Monday, September 28, 2009

Last Child in the Woods

Last Friday, my wife and I went to see Richard Louv speak.  Richard is the author of Last Child in the Woods, Saving Our Children From Nature Deficit Disorder.

His book and talk center on a series of alarming developments in the lives of America's children:
  • increasing divide between the young and the natural world
  • loss of freedom and time alone for children to explore the woods, local creek, etc.
  • growth in structured "play dates" and the decline of time to create play, particularly play outside
  • fear of traffic and strangers that keeps kids inside rather than outside running around and exploring
The talk mirrored an article I read about a study in the UK.  A few stats follow to set the tone:
  • Less than 10% play of children play in natural settings compared to 40% of adults when they were young.
  • Three quarters of adults claimed to have had a patch of nature near their homes and over half went there at least once or twice a week. 64% of children reckon they have a patch of nature near their homes but less than a quarter go there once or twice a week.
 What are the costs of the children losing access to time in nature?

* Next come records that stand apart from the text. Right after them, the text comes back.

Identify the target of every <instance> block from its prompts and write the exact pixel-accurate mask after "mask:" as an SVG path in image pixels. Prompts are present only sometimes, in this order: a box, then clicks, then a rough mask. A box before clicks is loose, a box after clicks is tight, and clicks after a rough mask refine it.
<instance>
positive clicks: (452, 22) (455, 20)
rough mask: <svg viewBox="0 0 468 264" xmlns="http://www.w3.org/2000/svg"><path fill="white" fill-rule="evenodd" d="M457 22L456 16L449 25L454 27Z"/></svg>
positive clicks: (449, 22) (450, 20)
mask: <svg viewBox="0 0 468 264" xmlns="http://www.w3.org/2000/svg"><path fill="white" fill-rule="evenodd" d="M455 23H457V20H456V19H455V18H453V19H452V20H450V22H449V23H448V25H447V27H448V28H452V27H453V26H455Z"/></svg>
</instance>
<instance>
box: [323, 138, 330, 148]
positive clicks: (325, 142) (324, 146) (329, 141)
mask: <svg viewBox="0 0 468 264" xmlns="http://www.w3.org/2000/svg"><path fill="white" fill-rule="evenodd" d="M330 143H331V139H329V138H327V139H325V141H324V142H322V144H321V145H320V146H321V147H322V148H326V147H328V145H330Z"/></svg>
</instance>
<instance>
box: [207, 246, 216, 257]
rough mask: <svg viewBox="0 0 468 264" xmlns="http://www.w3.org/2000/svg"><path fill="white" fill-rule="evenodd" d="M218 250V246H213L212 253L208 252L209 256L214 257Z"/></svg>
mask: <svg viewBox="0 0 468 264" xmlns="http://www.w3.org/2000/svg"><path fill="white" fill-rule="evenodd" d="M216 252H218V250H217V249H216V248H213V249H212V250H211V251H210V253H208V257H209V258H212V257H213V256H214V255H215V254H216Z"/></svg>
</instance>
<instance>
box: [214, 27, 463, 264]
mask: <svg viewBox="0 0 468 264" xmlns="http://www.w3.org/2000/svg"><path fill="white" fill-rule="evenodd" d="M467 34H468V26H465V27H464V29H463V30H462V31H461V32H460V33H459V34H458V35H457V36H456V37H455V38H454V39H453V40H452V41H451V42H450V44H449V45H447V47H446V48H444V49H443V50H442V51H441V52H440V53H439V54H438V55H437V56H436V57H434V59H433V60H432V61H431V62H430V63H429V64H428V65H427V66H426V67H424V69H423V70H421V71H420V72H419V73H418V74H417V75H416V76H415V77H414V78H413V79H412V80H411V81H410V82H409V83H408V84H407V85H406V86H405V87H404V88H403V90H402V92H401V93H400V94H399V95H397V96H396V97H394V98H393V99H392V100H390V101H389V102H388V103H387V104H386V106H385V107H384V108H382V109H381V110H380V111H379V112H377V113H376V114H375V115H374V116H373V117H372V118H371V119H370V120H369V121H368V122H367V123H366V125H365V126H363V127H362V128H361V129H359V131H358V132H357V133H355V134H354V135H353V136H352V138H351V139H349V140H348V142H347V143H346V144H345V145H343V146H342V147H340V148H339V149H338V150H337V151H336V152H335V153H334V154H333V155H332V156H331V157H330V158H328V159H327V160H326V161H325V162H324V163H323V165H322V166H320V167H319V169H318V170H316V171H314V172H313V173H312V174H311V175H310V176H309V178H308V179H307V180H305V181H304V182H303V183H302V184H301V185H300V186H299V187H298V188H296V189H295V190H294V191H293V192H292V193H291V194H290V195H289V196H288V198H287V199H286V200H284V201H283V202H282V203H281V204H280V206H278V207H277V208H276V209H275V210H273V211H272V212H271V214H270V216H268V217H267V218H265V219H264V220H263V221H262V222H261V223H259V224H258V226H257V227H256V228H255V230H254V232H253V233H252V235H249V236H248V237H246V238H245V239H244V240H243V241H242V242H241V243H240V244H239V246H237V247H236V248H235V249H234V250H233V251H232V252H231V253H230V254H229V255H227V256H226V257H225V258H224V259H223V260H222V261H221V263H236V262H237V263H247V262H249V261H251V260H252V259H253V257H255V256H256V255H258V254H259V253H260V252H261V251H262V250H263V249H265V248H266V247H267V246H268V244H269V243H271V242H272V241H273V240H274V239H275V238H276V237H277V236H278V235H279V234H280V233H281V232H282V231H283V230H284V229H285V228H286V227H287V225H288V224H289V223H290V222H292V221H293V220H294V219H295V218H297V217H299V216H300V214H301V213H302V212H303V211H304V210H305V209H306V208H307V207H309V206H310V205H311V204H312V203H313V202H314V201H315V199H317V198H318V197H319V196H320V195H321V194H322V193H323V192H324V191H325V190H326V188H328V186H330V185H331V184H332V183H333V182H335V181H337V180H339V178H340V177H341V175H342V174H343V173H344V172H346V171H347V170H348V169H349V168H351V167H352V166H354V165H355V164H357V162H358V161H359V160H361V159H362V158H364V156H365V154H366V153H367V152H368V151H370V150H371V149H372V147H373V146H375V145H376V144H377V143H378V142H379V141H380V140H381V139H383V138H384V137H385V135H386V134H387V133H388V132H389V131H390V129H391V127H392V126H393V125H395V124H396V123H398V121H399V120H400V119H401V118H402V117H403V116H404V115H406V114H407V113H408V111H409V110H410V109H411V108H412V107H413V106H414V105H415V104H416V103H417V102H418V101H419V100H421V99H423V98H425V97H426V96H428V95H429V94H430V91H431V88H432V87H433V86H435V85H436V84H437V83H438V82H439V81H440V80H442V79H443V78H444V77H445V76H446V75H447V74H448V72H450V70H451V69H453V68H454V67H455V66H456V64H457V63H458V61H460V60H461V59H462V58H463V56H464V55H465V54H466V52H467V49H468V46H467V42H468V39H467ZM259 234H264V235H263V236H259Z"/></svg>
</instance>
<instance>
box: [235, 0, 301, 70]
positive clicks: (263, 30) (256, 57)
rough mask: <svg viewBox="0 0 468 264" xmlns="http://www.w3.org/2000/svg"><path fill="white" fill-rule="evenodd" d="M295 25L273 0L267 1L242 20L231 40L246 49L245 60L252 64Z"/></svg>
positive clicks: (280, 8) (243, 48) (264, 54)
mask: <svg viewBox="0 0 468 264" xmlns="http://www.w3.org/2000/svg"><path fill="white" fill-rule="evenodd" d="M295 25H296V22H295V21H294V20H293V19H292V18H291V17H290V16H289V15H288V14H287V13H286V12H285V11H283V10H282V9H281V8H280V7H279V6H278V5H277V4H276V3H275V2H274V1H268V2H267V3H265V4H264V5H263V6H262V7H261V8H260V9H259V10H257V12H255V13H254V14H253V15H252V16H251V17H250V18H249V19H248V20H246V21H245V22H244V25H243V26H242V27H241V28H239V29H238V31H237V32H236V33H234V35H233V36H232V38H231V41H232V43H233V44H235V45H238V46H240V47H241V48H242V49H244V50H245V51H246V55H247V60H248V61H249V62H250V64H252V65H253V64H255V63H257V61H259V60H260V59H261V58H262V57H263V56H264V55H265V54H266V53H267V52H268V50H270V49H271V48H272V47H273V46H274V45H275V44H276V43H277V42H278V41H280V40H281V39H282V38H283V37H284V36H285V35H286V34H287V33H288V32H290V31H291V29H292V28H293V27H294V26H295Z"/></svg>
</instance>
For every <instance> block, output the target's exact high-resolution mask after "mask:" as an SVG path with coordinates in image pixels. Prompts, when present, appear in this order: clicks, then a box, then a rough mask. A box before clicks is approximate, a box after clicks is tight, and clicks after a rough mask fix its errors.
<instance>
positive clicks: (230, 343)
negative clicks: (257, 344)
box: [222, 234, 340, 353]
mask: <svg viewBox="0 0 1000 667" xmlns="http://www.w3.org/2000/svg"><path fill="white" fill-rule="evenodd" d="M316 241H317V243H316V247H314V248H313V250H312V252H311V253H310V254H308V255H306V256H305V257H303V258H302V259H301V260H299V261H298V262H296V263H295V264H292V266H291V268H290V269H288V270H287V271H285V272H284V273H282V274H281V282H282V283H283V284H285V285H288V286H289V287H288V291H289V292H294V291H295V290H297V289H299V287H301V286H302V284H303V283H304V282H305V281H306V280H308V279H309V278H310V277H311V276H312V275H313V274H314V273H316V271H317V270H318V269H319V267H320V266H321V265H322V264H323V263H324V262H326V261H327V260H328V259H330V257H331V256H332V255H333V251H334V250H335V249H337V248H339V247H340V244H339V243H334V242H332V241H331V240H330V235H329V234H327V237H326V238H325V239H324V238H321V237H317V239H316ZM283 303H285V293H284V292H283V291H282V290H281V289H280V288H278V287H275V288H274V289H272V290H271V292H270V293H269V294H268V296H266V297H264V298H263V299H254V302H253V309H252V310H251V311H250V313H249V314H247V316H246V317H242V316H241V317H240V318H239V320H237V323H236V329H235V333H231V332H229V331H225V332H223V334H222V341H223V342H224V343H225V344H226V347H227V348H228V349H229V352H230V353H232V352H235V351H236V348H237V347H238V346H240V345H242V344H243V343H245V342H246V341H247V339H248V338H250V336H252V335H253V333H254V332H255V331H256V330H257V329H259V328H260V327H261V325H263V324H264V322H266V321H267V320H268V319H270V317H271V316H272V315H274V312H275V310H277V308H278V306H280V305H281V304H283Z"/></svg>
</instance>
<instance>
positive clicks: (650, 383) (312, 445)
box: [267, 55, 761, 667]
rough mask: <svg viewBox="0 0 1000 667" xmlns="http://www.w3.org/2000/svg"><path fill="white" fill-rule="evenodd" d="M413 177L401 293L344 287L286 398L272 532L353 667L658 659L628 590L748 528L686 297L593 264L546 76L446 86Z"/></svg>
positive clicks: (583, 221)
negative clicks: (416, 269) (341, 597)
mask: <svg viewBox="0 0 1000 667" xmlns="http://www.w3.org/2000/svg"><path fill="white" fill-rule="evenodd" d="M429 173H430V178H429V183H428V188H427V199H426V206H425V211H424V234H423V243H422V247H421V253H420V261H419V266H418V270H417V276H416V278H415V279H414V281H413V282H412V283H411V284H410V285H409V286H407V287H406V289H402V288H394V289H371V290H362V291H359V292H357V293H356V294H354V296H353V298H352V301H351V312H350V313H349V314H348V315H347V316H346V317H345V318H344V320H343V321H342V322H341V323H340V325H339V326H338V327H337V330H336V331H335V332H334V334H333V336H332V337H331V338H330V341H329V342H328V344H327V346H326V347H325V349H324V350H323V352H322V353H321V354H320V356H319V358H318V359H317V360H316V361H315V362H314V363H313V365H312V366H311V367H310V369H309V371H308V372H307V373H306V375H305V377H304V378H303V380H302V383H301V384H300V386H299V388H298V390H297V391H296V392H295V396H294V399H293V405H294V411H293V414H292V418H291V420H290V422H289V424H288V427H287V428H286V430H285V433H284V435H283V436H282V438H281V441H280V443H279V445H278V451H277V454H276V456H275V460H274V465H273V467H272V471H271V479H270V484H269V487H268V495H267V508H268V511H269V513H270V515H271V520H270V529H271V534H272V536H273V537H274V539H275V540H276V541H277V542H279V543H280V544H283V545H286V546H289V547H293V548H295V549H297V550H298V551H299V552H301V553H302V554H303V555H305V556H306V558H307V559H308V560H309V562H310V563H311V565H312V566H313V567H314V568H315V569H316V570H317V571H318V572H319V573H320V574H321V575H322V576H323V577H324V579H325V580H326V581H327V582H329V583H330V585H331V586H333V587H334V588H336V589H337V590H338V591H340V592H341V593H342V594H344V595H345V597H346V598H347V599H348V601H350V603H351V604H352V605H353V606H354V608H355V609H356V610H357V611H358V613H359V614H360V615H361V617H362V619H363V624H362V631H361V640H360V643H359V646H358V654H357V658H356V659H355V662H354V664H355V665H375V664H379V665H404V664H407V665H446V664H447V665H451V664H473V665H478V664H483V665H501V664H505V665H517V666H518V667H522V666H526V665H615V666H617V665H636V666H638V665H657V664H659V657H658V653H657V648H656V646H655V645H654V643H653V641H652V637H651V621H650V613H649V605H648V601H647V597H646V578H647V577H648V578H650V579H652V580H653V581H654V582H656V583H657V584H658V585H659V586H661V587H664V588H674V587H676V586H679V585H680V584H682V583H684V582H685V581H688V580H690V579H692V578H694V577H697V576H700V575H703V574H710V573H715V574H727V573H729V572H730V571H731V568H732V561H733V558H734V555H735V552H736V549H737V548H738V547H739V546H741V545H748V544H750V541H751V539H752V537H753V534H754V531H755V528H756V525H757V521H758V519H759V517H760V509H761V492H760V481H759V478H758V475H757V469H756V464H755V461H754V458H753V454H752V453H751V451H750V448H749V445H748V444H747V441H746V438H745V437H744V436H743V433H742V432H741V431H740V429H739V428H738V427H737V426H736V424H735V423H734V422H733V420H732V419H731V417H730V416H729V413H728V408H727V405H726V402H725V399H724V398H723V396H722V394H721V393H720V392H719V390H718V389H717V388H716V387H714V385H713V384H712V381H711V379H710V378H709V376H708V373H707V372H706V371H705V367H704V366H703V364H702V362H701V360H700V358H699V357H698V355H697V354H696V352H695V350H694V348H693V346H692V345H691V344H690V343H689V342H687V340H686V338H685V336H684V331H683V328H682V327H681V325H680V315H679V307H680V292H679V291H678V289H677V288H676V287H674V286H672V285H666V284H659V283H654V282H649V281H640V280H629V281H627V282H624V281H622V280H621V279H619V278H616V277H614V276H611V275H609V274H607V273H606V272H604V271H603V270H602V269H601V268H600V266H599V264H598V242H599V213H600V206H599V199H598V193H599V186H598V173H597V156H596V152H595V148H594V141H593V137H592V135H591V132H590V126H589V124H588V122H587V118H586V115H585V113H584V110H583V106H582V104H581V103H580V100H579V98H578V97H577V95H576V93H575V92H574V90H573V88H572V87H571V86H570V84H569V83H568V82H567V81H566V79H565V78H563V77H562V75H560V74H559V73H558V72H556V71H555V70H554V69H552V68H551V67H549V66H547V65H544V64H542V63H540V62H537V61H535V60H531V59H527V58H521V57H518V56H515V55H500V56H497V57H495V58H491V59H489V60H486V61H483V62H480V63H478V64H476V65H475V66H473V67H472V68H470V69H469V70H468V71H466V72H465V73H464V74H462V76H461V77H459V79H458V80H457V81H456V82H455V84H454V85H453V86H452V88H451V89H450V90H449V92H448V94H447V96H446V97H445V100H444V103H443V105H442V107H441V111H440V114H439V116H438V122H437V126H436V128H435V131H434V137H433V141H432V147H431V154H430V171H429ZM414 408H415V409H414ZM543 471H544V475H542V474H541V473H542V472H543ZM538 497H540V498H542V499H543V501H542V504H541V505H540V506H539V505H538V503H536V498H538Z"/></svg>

Louv notes research that links nature deficiency disorder with very real mental health challenges (ADD, ADHD) and physical fitness ailments (childhood obesity, diabetes).

For many, time in nature is therapeutic and calming. For parents and adults, it is important that we are aware the growing loss of access to the outdoors that many children face and that we work to lead or sponsor day hikes, fishing trips, camping outings, and other means that allow children the joy that comes from freedom to play, catch frogs, get the great outdoors.